Efa closed her eyes for a moment then opened her bag. She took out the albatross feathers one by one, and arranged them on the mound of newly turned earth.
‘Take them away,’ ordered the priest raising his hands. ‘I will not have a pagan act on God’s soil.’ Efa gathered up the feathers and threw them angrily in the air. They floated and twisted around Anghared’s head.
The women jeered at Efa and called her a witch. ‘Keep away from Anghared,’ they said. But Efa took no notice, and sensing that her time was near, knocked on Anghared’s door. ‘I have come to help,’ she said simply.
‘The others say I should not have you in my house. I have no need of you.’
‘But I have food and blankets,’ said Efa. ‘And healing herbs.’ She laid them on the kitchen table, and handed her a bunch of sage leaves. ‘To protect you from evil.’
Anghared was hungry so she ate the offered food, and then the pains began. Sudden and sharp, they shot through her body like a warning. ‘I must be very sick,’ she groaned, curling her body into a tight coil upon the kitchen floor. Efa covered her with blankets, and boiled water to make medicine from the birthing herbs; but still Anghared cried with pain.
‘You are stopping this child from coming,’ sighed Efa. ‘It will not be born until it knows it will be loved.’

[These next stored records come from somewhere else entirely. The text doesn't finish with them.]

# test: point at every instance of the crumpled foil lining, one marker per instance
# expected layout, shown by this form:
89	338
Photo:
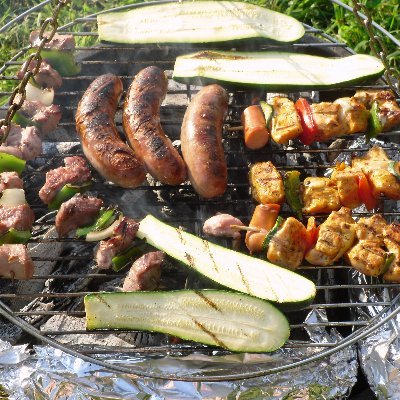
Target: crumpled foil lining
379	354
52	374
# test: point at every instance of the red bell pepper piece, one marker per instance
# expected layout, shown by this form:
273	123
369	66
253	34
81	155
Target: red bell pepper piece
310	128
365	192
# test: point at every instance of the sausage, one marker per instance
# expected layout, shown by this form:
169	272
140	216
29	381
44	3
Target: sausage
201	141
101	143
143	128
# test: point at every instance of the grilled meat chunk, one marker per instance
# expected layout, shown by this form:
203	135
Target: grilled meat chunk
75	171
19	217
288	245
367	257
124	234
371	228
45	118
320	195
15	262
392	241
346	181
353	114
46	77
375	166
285	123
24	143
266	183
10	180
336	235
78	211
327	117
145	272
220	225
58	42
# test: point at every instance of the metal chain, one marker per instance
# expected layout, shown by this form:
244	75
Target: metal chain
16	102
377	46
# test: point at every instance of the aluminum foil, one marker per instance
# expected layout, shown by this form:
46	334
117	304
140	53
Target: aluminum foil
52	374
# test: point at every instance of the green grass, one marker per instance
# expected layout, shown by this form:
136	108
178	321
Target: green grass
322	14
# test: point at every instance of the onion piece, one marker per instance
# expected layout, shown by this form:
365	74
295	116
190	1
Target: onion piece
35	93
13	197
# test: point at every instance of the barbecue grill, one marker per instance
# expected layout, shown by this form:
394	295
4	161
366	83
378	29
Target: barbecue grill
71	272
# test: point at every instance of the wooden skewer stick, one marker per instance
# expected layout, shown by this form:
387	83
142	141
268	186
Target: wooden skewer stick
245	228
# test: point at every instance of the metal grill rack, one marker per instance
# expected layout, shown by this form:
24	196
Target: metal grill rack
179	206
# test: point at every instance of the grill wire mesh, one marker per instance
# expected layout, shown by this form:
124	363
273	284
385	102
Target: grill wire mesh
65	270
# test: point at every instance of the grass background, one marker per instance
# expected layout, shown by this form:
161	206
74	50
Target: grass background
322	14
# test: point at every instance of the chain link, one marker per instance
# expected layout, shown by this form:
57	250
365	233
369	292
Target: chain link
18	96
377	46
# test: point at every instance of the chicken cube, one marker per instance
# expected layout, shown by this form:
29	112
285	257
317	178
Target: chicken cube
266	183
375	166
354	114
346	181
336	235
288	245
285	123
320	195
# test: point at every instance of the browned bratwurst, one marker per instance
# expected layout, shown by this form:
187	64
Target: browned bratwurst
201	141
143	128
101	143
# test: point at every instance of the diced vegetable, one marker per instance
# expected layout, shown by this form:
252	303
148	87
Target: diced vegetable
105	219
365	192
13	236
292	184
66	192
256	134
9	162
374	123
275	70
197	22
230	320
227	267
272	233
264	218
63	61
310	129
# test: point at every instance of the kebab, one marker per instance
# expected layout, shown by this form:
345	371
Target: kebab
370	111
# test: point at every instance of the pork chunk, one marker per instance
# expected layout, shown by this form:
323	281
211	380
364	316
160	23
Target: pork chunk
124	235
78	211
145	272
76	171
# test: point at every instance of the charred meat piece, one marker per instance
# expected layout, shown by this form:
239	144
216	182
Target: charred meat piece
392	242
145	272
266	183
75	171
58	42
10	180
220	225
24	143
124	234
288	245
354	114
371	228
320	195
46	77
19	217
336	235
328	120
286	123
375	166
346	181
45	118
78	211
367	257
15	262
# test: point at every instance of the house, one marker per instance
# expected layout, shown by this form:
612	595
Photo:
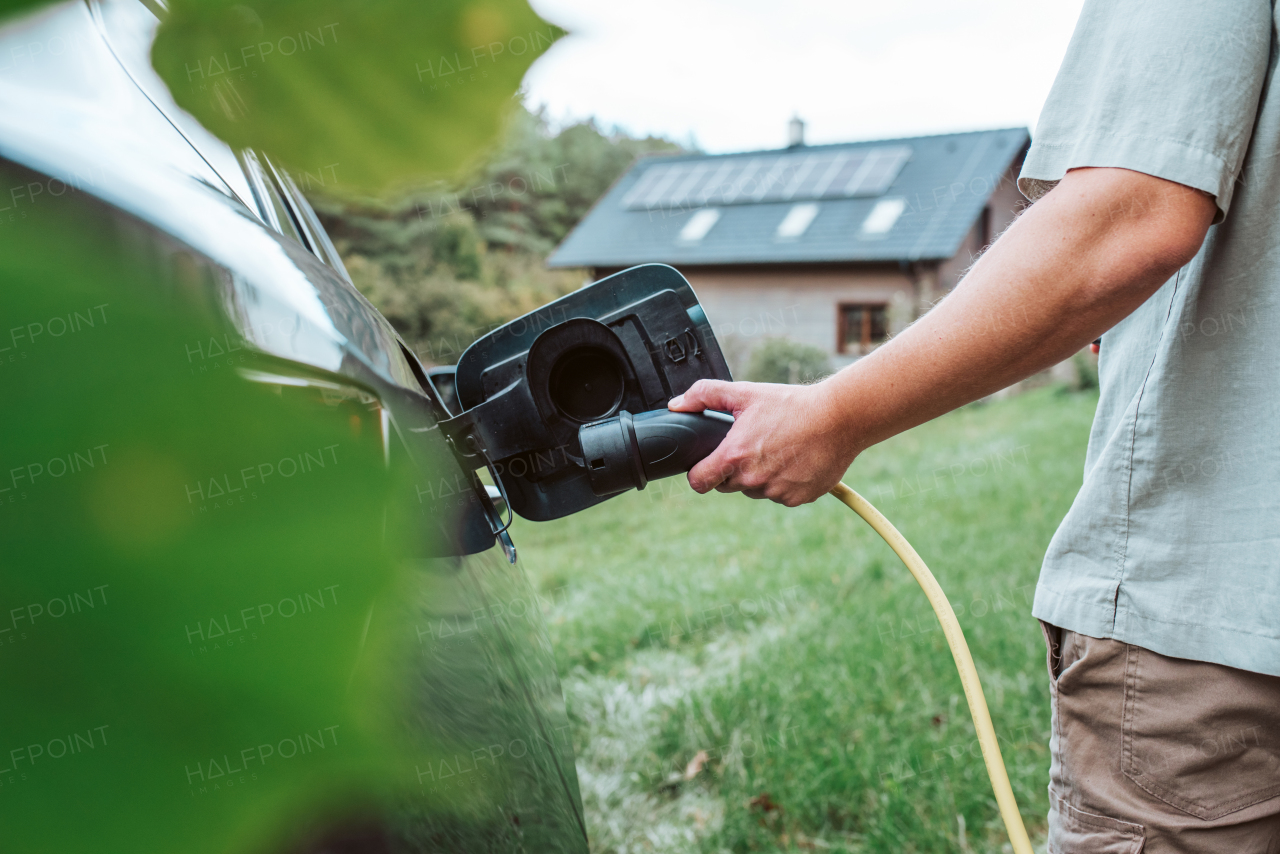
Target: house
837	246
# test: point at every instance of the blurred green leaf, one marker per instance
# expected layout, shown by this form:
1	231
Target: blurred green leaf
188	567
387	92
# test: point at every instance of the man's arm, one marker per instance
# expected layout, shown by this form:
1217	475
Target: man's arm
1075	264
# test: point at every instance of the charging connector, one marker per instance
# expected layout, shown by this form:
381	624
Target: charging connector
629	451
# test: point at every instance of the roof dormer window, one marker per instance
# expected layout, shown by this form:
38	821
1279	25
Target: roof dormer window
796	222
699	224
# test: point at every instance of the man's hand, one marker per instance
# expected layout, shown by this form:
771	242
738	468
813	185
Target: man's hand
1075	264
785	446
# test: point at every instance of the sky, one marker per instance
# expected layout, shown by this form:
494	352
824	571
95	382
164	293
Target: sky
728	74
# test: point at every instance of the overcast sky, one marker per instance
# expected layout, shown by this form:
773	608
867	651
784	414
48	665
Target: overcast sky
730	73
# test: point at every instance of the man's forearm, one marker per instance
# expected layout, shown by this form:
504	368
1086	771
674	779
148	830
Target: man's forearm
1078	261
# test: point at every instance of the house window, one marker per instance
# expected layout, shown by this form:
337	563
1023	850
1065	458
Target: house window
862	325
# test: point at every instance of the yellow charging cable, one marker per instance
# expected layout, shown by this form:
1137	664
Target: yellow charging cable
964	662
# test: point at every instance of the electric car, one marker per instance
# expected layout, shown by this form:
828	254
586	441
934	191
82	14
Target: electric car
85	120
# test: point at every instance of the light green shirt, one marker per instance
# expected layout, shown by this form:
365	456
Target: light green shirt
1173	542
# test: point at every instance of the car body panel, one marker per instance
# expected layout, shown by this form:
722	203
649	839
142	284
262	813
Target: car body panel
78	126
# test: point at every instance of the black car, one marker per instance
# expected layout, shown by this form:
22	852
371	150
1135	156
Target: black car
86	120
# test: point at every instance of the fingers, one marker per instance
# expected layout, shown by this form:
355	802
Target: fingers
709	474
709	394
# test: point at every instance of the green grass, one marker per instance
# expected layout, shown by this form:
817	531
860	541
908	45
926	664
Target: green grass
741	676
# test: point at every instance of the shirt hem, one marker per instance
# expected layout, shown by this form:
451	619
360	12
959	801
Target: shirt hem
1048	160
1192	642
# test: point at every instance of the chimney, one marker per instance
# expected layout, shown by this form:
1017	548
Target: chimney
795	132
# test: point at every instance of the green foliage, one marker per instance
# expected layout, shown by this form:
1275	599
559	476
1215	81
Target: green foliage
184	660
451	263
794	652
389	91
781	360
17	7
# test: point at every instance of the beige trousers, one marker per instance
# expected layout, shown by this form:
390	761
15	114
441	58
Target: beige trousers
1160	754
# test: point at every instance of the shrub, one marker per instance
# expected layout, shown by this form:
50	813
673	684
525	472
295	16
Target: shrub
781	360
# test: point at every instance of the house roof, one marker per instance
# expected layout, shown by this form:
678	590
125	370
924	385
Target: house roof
887	200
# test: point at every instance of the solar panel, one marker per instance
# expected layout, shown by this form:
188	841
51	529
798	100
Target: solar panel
794	176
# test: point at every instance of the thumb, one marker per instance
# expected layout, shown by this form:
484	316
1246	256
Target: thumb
709	394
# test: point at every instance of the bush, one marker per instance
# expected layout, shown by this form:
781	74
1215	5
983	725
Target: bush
781	360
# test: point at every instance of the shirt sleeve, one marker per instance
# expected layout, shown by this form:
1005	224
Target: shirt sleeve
1166	88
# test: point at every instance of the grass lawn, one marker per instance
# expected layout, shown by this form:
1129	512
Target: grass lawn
741	676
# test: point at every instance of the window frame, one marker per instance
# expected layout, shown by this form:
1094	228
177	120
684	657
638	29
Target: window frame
865	343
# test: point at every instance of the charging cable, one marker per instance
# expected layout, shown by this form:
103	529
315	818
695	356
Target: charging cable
627	451
964	662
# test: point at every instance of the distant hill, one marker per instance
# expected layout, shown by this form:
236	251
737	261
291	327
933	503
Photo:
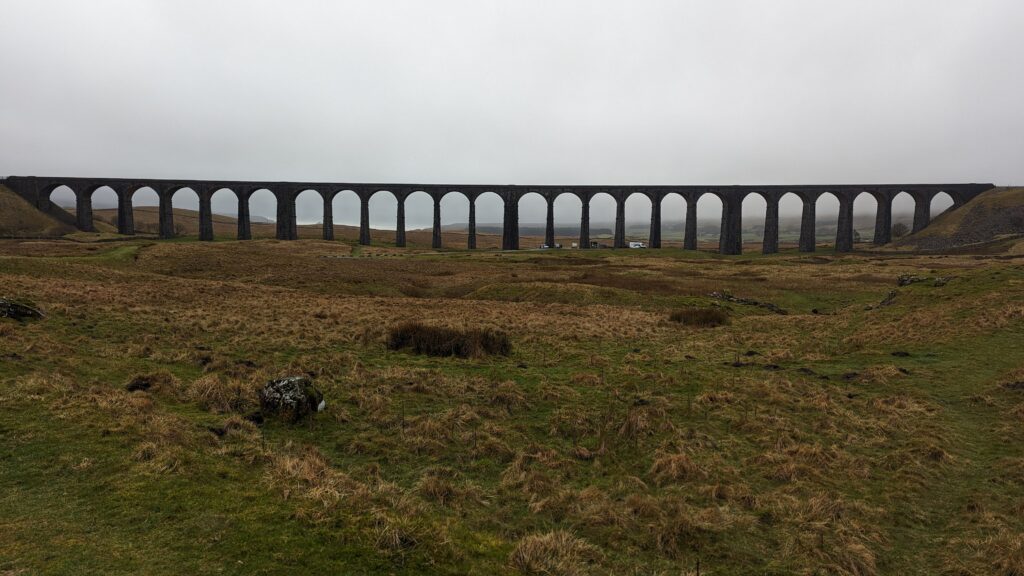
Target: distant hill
18	218
994	215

Anghared tossed and turned on the floor shrieking with pain. As the moon came up, her bloody waters broke. ‘My back will break in two,’ she moaned.

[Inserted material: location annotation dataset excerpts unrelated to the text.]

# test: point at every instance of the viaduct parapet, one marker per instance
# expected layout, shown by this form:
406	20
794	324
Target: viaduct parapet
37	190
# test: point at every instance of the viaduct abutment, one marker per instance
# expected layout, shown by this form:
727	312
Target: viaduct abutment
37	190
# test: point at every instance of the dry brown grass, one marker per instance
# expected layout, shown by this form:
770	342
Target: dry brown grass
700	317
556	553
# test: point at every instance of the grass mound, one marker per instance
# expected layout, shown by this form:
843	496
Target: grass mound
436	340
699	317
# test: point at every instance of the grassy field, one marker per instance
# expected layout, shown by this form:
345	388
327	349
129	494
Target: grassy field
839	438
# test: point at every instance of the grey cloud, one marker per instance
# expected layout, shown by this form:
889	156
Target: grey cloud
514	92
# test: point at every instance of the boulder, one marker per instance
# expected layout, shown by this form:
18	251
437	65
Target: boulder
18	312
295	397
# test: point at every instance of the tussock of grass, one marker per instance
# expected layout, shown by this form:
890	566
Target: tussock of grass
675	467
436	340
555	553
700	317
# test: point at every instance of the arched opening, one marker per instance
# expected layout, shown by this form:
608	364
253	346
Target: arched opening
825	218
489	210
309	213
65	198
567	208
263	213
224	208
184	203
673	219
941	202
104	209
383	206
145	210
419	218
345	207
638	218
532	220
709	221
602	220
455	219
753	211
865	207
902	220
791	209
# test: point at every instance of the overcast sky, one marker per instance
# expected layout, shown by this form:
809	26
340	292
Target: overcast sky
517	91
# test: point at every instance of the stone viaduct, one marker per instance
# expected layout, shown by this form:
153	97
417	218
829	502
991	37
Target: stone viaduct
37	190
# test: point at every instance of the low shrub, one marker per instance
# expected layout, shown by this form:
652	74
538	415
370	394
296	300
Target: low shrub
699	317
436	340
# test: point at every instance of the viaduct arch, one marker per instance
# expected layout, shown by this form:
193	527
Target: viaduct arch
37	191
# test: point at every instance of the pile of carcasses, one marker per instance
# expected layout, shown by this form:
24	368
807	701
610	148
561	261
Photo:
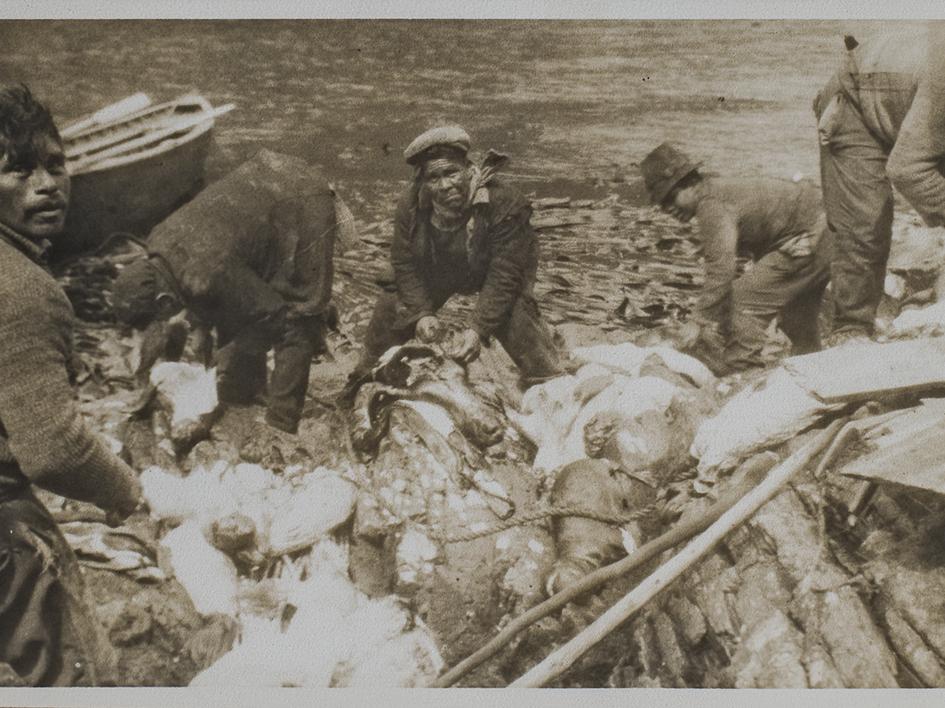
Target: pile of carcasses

But still the child would not come. ‘We must find him,’ said Efa. ‘We must go now.’ Anghared had no strength left to fight, and allowed Efa to help her to her feet. She draped the greatcoat around her shoulders, and taking her weight, helped her outside. Every few yards she stood quietly as Anghared breathed through her pain. ‘It’s not far now,’ she said. They came to the lych gate at the church. ‘I will wait here for you. Go to him.’ The gate creaked its opening, and the arc of a new moon cast empty shadows on the gravestones. Anghared struggled up the path to the new mound of earth.
Efa sank onto the bench inside the gate and closed her eyes. As her breathing slowed, a chill crept through her body and entered her heart. She began to shiver. This is a place of death, not life, she thought. We should not be here. An owl hooted. It’s warning me. I have done wrong. Exhausted, she let her eyes close, and fell into a fitful sleep.

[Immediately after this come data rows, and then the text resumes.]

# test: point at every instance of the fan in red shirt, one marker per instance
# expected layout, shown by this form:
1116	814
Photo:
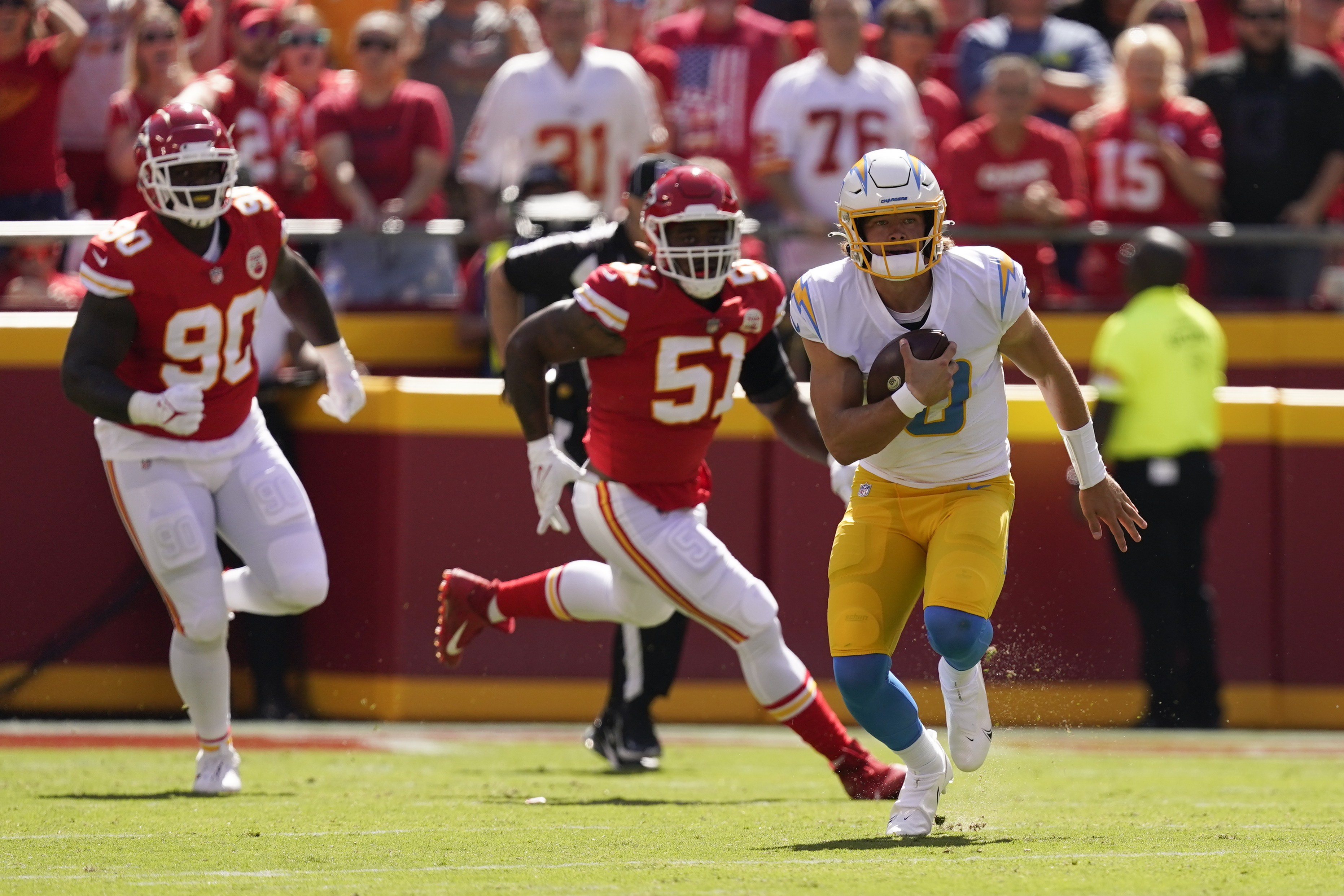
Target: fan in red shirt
909	31
1156	159
303	62
1010	167
384	143
624	30
726	54
158	74
667	344
259	107
33	176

She woke to a shuddering in the early morning air. Opening her eyes, she saw a great white bird lifting itself clumsily into the light. Something has ended, she thought. Efa held her breath, and waited.
A blackbird landed on the lych gate roof and began to sing. The sun rose behind the steeple. Efa walked slowly up the path, and as she approached Penn’s grave, she cried out. The ground was covered with pure white feathers. Anghared lay curled up beneath them, the rise and fall of her chest invisible. Penn’s greatcoat lay bundled on the ground beside her.
‘Anghared?’ she whispered, expecting no answer.
‘We are here,’ breathed Anghared, wrapping her arms around the greatcoat. ‘We are all here. I am whole again.’
‘But are you not alone? And why do you not cover yourself?’ Efa heard a whimper inside the greatcoat, and Anghared reached inside for the boy child.
‘He kept his promise. I will never be alone. My heart is alive again.’